Malinconicamente Charlie dice che “la gente uccide, in guerra, per dei luoghi” e descrive le condizioni di Harlem.
[STACCO]
“Questo è il basso […] di Mingus… oh no! … è crepato”.
[STACCO]
“Il sesso è sopravvivenza, come una religione, come andare in chiesa, dir messa, per toccare la morte quando si è ancora in vita… lasciamo che sia… con naturalezza… un uomo e una donna che si toccano per due, tre giorni. Se non ti senti, tirati indietro, non sarebbe più un fatto naturale. Quando incontro una donna […] le dico ‘dammi tre giorni, tre giorni e tre notti’ […] 24 ore e se perdo la mia posizione eretta – hai presente il Pithecanthropus Erectus – non mi lamento […]. Dico tre, ma è il minimo […] Occorre trovare ciò che è complementare, come la presa per la lampadina […] e se trovo una donna come dico, possiamo crescere e maturare insieme […] La mia religione è che ognuno dovrebbe sistemarsi, baciarsi, fare l’amore”. Si rivolge quindi alla bimba, le domanda perché vada a scuola (“è importante per imparare” dice lei) e cosa farà da grande, in fondo solo per farle dire che si troverà un uomo, “uno solo”.
[STACCO]
“Ehi, chi ha fatto cadere la mia macchina da scrivere?”. Charles, chiesta l’ora, si interroga insieme alla voce del regista fuoricampo su quando “quelli” arriveranno per eseguire lo sfratto. “Non lo so […] forse domattina presto […] non gli renderò la vita facile, certo che no”. Quindi dedica le proprie attenzioni alla finestra.
[STACCO]
“Queste cose qua costano soldi […] non me le possono lasciare in mezzo alla strada […] Se stavo dov’ero, secondo il contratto avrebbero dovuto provvedere loro al trasloco […] Se li avessi portati in tribunale avrei vinto io la causa […] Ma la mia è una vita tutta alti e bassi… vedi, la musica è tutto quel che ho”. Mingus racconta di come gli ebrei possiedano ‘tutta la città di New York’: “C’è gente dura […] certi ebrei mi combattono, cercano di farmi del male […] Eppure il presidente dell’ amministrazione di Manhattan, un certo Cohen, compra i miei dischi…”
[STACCO]
“Senza istruzione è dura in questo sistema”.
[STACCO]
“Mr. Mingus, cosa ne pensa di questo sfratto?” gli chiede l’intervistatore. “Penso che l’America è bella, ma tutto questo è illegale […]. Ho ricevuto un’ingiunzione illegale […] Ho scritto a tutti, governatore, presidente […] Questa era la mia scuola…”.
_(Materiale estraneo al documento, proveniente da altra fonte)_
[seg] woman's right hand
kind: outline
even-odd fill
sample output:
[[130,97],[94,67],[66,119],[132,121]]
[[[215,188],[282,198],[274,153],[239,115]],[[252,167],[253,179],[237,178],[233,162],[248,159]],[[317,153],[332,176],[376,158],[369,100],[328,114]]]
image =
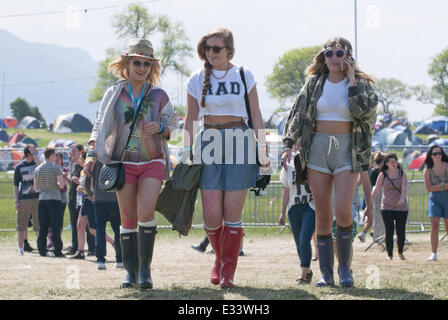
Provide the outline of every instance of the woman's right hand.
[[284,214],[280,215],[280,218],[278,219],[278,224],[281,226],[285,225],[285,215]]
[[282,153],[282,166],[288,171],[288,162],[291,161],[291,149],[285,149]]

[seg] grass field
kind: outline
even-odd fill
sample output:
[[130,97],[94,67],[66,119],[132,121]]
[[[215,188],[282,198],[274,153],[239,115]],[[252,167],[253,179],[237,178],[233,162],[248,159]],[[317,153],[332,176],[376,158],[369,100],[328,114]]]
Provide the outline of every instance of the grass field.
[[[407,260],[386,260],[383,249],[354,242],[355,288],[315,288],[298,285],[299,259],[288,229],[246,228],[245,256],[240,257],[235,276],[237,288],[220,290],[209,283],[214,256],[190,248],[204,236],[192,230],[179,238],[173,231],[159,229],[152,264],[154,289],[119,289],[125,271],[116,269],[113,249],[108,245],[107,270],[99,271],[94,257],[86,260],[40,257],[37,251],[19,256],[15,233],[0,233],[0,299],[68,300],[438,300],[448,299],[448,241],[439,247],[439,261],[428,262],[429,234],[408,235]],[[441,233],[443,235],[444,233]],[[69,233],[64,232],[64,243]],[[35,235],[30,233],[35,247]],[[337,267],[337,264],[335,265]],[[313,283],[320,277],[313,261]],[[335,281],[338,283],[337,273]]]

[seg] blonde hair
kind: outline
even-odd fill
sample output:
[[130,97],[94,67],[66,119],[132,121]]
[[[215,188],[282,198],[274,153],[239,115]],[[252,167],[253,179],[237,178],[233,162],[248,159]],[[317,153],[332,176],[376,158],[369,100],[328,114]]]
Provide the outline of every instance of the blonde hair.
[[[107,71],[121,80],[129,80],[128,63],[132,57],[120,56],[107,66]],[[152,86],[155,86],[160,80],[162,67],[159,60],[152,60],[151,72],[148,75],[147,80]]]
[[312,64],[310,66],[308,66],[308,68],[306,68],[306,71],[305,71],[308,78],[313,75],[321,75],[321,74],[329,72],[328,67],[325,64],[325,50],[328,47],[334,47],[337,44],[341,45],[345,49],[347,56],[350,57],[352,59],[353,63],[355,64],[354,68],[355,68],[356,78],[362,78],[371,83],[375,83],[375,80],[373,79],[372,76],[368,75],[367,73],[365,73],[359,69],[359,67],[356,64],[356,61],[352,55],[353,49],[352,49],[351,43],[347,39],[344,39],[342,37],[334,37],[334,38],[331,38],[330,40],[328,40],[323,46],[324,49],[321,52],[319,52],[317,55],[314,56]]
[[205,45],[207,44],[207,40],[212,37],[219,37],[223,40],[224,45],[229,52],[227,58],[232,60],[235,55],[235,44],[233,41],[233,34],[229,29],[226,28],[213,28],[209,32],[207,32],[202,38],[199,40],[197,45],[197,52],[199,59],[204,61],[204,83],[202,84],[202,99],[201,106],[205,108],[205,96],[207,95],[207,90],[210,87],[210,74],[212,72],[212,65],[208,62],[207,57],[205,55]]

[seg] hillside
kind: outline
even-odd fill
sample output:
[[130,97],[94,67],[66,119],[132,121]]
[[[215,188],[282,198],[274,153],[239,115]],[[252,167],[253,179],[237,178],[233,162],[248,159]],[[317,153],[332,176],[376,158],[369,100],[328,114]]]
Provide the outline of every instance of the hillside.
[[70,112],[94,120],[98,104],[88,102],[88,91],[95,84],[97,63],[87,52],[26,42],[3,29],[0,43],[0,82],[5,74],[2,117],[11,115],[9,104],[22,97],[38,106],[49,123]]

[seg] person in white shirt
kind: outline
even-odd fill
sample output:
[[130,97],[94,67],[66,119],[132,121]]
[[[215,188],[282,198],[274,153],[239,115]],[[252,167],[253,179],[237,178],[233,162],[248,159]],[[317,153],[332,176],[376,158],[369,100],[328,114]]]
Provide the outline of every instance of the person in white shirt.
[[[297,144],[294,146],[297,151]],[[288,219],[291,231],[294,235],[294,241],[297,247],[297,253],[300,258],[300,267],[302,268],[299,284],[310,284],[313,278],[311,271],[311,238],[315,230],[315,212],[309,205],[313,196],[308,184],[296,184],[296,170],[294,168],[294,156],[288,161],[286,167],[280,171],[280,181],[283,183],[282,211],[279,219],[280,225],[285,225],[285,213],[288,209]]]
[[[255,155],[258,152],[262,167],[269,167],[269,157],[256,82],[244,68],[244,86],[240,68],[231,63],[235,47],[230,30],[212,29],[200,39],[197,51],[204,68],[188,80],[183,152],[184,158],[190,157],[199,120],[203,128],[193,154],[204,164],[199,182],[204,229],[216,255],[210,281],[232,288],[243,237],[242,210],[258,175]],[[245,87],[258,150],[246,124]]]

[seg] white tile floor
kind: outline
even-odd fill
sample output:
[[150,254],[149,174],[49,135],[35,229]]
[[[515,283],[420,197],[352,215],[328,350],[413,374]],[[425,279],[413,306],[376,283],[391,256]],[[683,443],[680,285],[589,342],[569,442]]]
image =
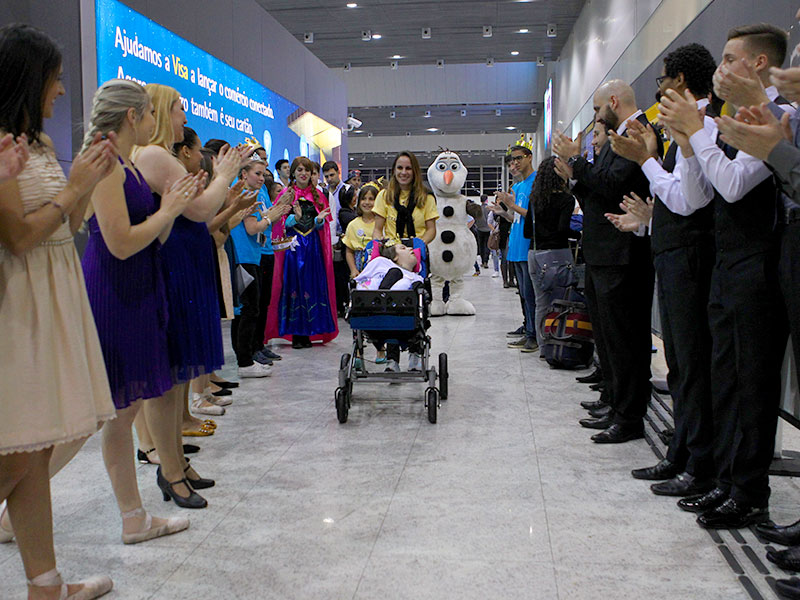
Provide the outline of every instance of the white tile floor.
[[[122,545],[99,437],[87,443],[53,481],[61,571],[107,573],[109,598],[131,600],[748,598],[692,515],[630,477],[654,462],[649,446],[592,444],[577,420],[593,394],[575,373],[506,348],[514,291],[484,272],[467,292],[478,316],[431,332],[451,371],[437,425],[422,384],[358,384],[337,422],[349,331],[279,347],[275,376],[245,381],[201,439],[193,464],[218,484],[186,532]],[[149,510],[184,513],[161,501],[154,467],[138,472]],[[773,517],[793,520],[800,490],[773,489]],[[25,597],[14,544],[0,547],[0,582],[2,598]]]

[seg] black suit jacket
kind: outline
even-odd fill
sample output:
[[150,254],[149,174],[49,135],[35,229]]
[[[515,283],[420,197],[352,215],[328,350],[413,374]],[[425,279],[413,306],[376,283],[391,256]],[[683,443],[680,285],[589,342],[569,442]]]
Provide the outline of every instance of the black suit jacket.
[[[637,120],[653,127],[644,114]],[[661,136],[658,145],[659,156],[663,156]],[[615,154],[611,144],[606,144],[594,164],[578,158],[573,165],[573,177],[577,181],[573,192],[583,210],[583,256],[587,264],[627,265],[639,253],[649,255],[646,237],[623,233],[605,217],[605,213],[621,212],[619,205],[625,194],[634,192],[643,200],[650,195],[650,182],[639,165]]]

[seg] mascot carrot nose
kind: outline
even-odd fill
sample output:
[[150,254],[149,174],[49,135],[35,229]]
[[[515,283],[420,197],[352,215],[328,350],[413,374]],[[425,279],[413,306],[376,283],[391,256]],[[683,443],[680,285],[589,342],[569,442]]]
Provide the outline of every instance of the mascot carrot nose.
[[444,184],[445,185],[450,185],[450,182],[452,182],[452,181],[453,181],[453,172],[450,171],[450,170],[447,170],[445,172],[445,174],[444,174]]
“E che dire della sua roba in strada?”. “Spero che le cose non spariscano […] questi qua hanno il distintivo”. L’ometto, probabilmente il padrone di casa, riferendosi alla troupe, grida “Voglio che questi qua se ne vadano”.
Charles è amareggiato, colpito nella sua sete di apprendimento: “Dovrò saltare la scuola […] voglio imparare per migliorare […] sto imparando cose su questo Paese…”.
“E il tuo contributo al jazz? … come maestro” gli chiedono. “Non so […] Ci sono altri che possono insegnare benissimo…”.
[STACCO SULLA SQUADRA DELLA ‘SANITATION’ AL LAVORO]
L’intervistata [la compagna?] precisa che, più che lavorare lì, in realtà non era mai riuscito a mettere in piedi lo studio […] “Credi di essere perseguitato perché sei un musicista jazz?” gli chiedono. “No, solo che avrei bisogno di aiuto, che qualcuno mi facesse capire quello che succede […] i cosiddetti diritti dei musicisti jazz […] la polizia potrebbe aiutarmi…”. “Perché ti arrestano?”. “Hanno trovato delle pillole in giro e un ago ipodermico in una scatola…”. “Sei accusato per possesso di eroina?”. “Eroina? No, non è il mio stile…”. “Qual è il tuo stile?”. “Vengo dalla strada io…”.
TEMPO SINCOPATO
«Tempo perfetto o tempo sincopato è quando un rubinetto gocciola da una rondella che perde. Sono più che sicuro che una memoria infantile può ricordare quanto tempo era l’intervallo fra ogni collisione della goccia e il suo schianto dentro il lavandino disordinato, in una tazza di caffè piena, con lo sporco di vecchia crema ancora attaccata sull’orlo, in un lavandino così rugginoso che il padrone ha rinunciato all’idea che l’uomo addetto alla manutenzione cambiasse il ritmo del rubinetto gocciolante, sostituendo la rondella marcia, prima che il tempo finisca». Così nelle note di copertina dell’album «Mingus-ah-um»
PER APPROFONDIRE
E’ spesso affiorato Mingus in codesto blog: per esempio qui Lettera di Charles Mingus a db e Scor-data: 5 gennaio 1979 ma cfr anche Pabuda: «Gli sbirri cambiano (grazie al jazz?)» e LA STORIA DI FAUBUS CONTINUA
Ma vedi anche https://www.giornaledellamusica.it/articoli/charles-mingus-una-guida-allascolto-10-pezzi: in effetti il modo migliore per avvicinarsi è trovare 10 link (pochi forse) alla musica di Mingus; le parole sono importanti ma in definitiva «se la musica non parla da sola a che serve?» (la frase è di John Coltrane ma potrebbe essere di qualunque vero musicista).
DUE ANNUNCI: 100 ANNI MA ANCHE 101
Per i cent’anni dalla nascita di Mingus viene proposta una nuova edizione di «Peggio di un bastardo», autobiografia-romanzo-provocazione del grande musicista. Lo sto rileggendo e presto ne scriverò. Ma non sono geloso: se qualcuna/o mi precede… cedo lo spazio.
CI SI VEDE A LIVORNO IL 22 APRILE 2023?
In aprile avevo scoperto (da Wikipedia, ma tu pensa) che dal 2019 il «Comitato Unesco Jazz Day Livorno» il 22 aprile di ogni anno, data di nascita di Mingus, organizza qualcosa e vengono eseguite alcune composizioni di Charles Mingus all’interno della balenottera Annie («fra i più grandi scheletri di cetacei esistenti conservati integralmente»). Se non sapete cosa c’entrano le balene con Mingus ve lo racconterò presto. Ah, quest’anno non sono riuscito ad andare a Livorno ma l’anno prossimo mi organizzo: chi vuole venire con me … in culo alla balena? Ah um.